Politicians held their collective nose to vote in favor of a massive boondoggle that solves nothing, but at least they were able to limit executive pay. Along with handing out three quarters of a trillion dollars, the bailout bill imposed limits on CEOs whose companies end up benefiting from the Treasury's largesse.

Unfortunately, like many of the rewards the economy will supposedly reap, the limitations on executive pay are largely illusory. Oh, there are plenty of reasons that pay should be capped -- 700 billion of them, in fact. It's just there aren't any teeth in the package.

All bark, no bite
Maybe that's why Hank Paulson finally gave in to demands that the bill include language to limit pay. It's either so vaguely written that it'll have little practical effect, or so specific that the situations where it can be used won't really matter. For example, allowing the government to claw back pay from CEOs first requires a finding of fraud. Yet that's probably only going to be a very small portion of any recovery, and besides, corporations can already get back compensation if such activities are uncovered.

Daniel Mudd of Fannie Mae (NYSE:FNM) and Richard Syron at Freddie Mac (NYSE:FRE) had such clauses in their pay agreements, but they still may walk away with somewhere north of $25 million, because what they engaged in wasn't criminal.

Bans on so-called golden parachutes are only prohibited if employment agreements are written during the rescue period, and if the company sells more than $300 million in assets to the government. Although some analysts think the Treasury will still be able to impose restrictions if the government takes ownership of a lower amount, if the severance language already exists or a golden parachute is already in place then the new law will not help.

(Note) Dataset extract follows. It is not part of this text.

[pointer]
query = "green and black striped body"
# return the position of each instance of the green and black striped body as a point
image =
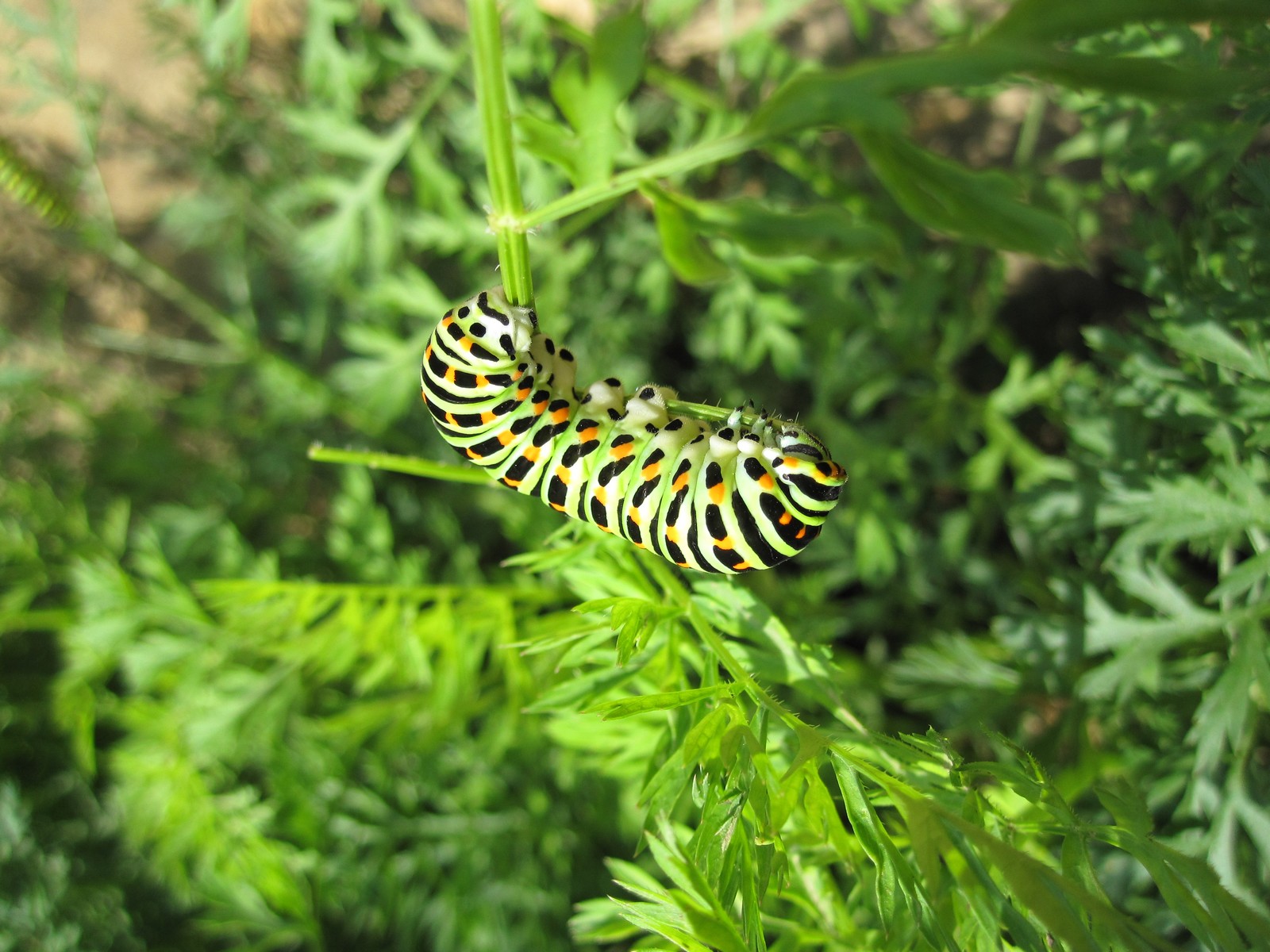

Just before JPMorgan Chase (NYSE:JPM) got to scoop up the remains of a failed out Washington Mutual, for example, WaMu's CEO parachuted into a $44 million deal. That wouldn't change under the new bill, nor would the incentives used to justify these pay packages.

Pay-for-breathing
According to at least one analyst, the top executives at Goldman Sachs (NYSE:GS), Merrill Lynch, Morgan Stanley, Lehman Brothers, and Bear Stearns made $613 million combined last year. And the worst offenders -- Lehman and American International Group (NYSE:AIG), along with Fannie and Freddie -- have paid out more than $1.4 billion in total compensation since 2004. Lehman Brothers was handing out $23 million to three executives (two of whom were terminated) just days before it collapsed, even while it was fishing for a government handout.

We've been paying CEOs for failure for so long that it's second nature now. Regions Financial (NYSE:RF) shareholders saw their stock decline 34% last year, but its CEO got a 46% raise. Ken Chenault at American Express (NYSE:AXP) saw his pay go up 124% although shares declined 13%.

If you play with fire...
But this isn't a diatribe against CEO pay. In our capitalist system, you're free to earn what you can, and what the market will bear. The government shouldn't be setting what corporate executives earn.

...expect to get burned
No, this is for those executives who are taking the government's money. If they're turning to the taxpayers to get bailed out, then as part-owners of their business, we have a right to say what they'll be paid.

The board of directors should have taken this role, but instead they've abdicated it, allowing CEO compensation to spiral out of control. Unfortunately, we investors haven't done our part, either. We were all too willing to hop aboard the gravy train with biscuit wheels, so long as we were sharing in the growth.

Law of unintended consequences
Yet we must tread carefully here, too. The last time the government tried to cap CEO compensation, we got the explosion of stock options. Like squeezing a balloon, when you press down here, something else pops up over there.

There is hope, however, that as ineffectual as these limits may be, they may form the basis for directors to rein in the excesses on their own. If only because companies don't want the government to meddle in their business, the law may cause reforms to take hold.